Question

$\lim_{→2} \frac{(sin2024)^x + (cos2024)^x - 1}{x-2}$

Answer 1

$(\sin 2024)^2 \ln(\sin 2024) + (\cos 2024)^2 \ln(\cos 2024)$

Answer 2

The problem asks to evaluate the limit:

$\lim_{x \to 2} \frac{(\sin 2024)^x + (\cos 2024)^x - 1}{x-2}$

Step 1: Check the form of the limit.

Let $f(x) = (\sin 2024)^x + (\cos 2024)^x - 1$. When $x=2$, the numerator is $f(2) = (\sin 2024)^2 + (\cos 2024)^2 - 1$. Using the identity $\sin^2\theta + \cos^2\theta = 1$, we have $f(2) = 1 - 1 = 0$. The denominator at $x=2$ is $2-2 = 0$. Since the limit is of the form $\frac{0}{0}$, we can use L'Hopital's Rule or the definition of the derivative.

Step 2: Apply the definition of the derivative.

The limit can be recognized as the definition of the derivative. Let $g(x) = (\sin 2024)^x + (\cos 2024)^x$. Then the expression in the limit is $\frac{g(x) - 1}{x-2}$. Since $g(2) = (\sin 2024)^2 + (\cos 2024)^2 = 1$, we can rewrite the limit as:

$\lim_{x \to 2} \frac{g(x) - g(2)}{x-2}$

This is precisely the definition of the derivative of $g(x)$ evaluated at $x=2$, i.e., $g'(2)$.

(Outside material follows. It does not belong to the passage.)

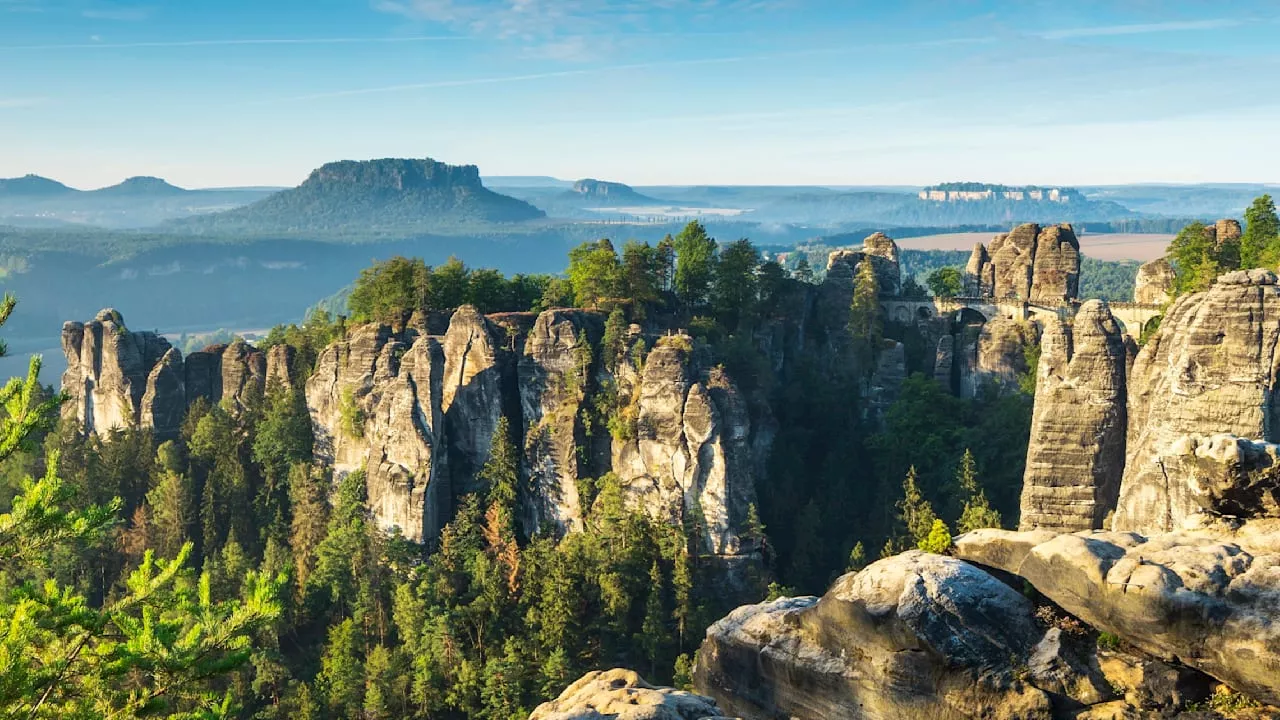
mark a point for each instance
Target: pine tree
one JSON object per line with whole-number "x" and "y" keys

Step 3: Calculate the derivative $g'(x)$.

Let $a = \sin 2024$ and $b = \cos 2024$. So $g(x) = a^x + b^x$. The derivative of $c^x$ with respect to $x$ is $c^x \ln c$. Therefore, $g'(x) = \frac{d}{dx}(a^x) + \frac{d}{dx}(b^x) = a^x \ln a + b^x \ln b$.

Step 4: Evaluate $g'(2)$.

Substitute $x=2$ into $g'(x)$:

$g'(2) = a^2 \ln a + b^2 \ln b$

Substitute back $a = \sin 2024$ and $b = \cos 2024$:

$g'(2) = (\sin 2024)^2 \ln(\sin 2024) + (\cos 2024)^2 \ln(\cos 2024)$

Note: $2024$ radians is approximately $322 \times 2\pi + 0.425$ radians. This means $2024$ radians lies in the first quadrant, so $\sin 2024 > 0$ and $\cos 2024 > 0$. Thus, the logarithms are well-defined.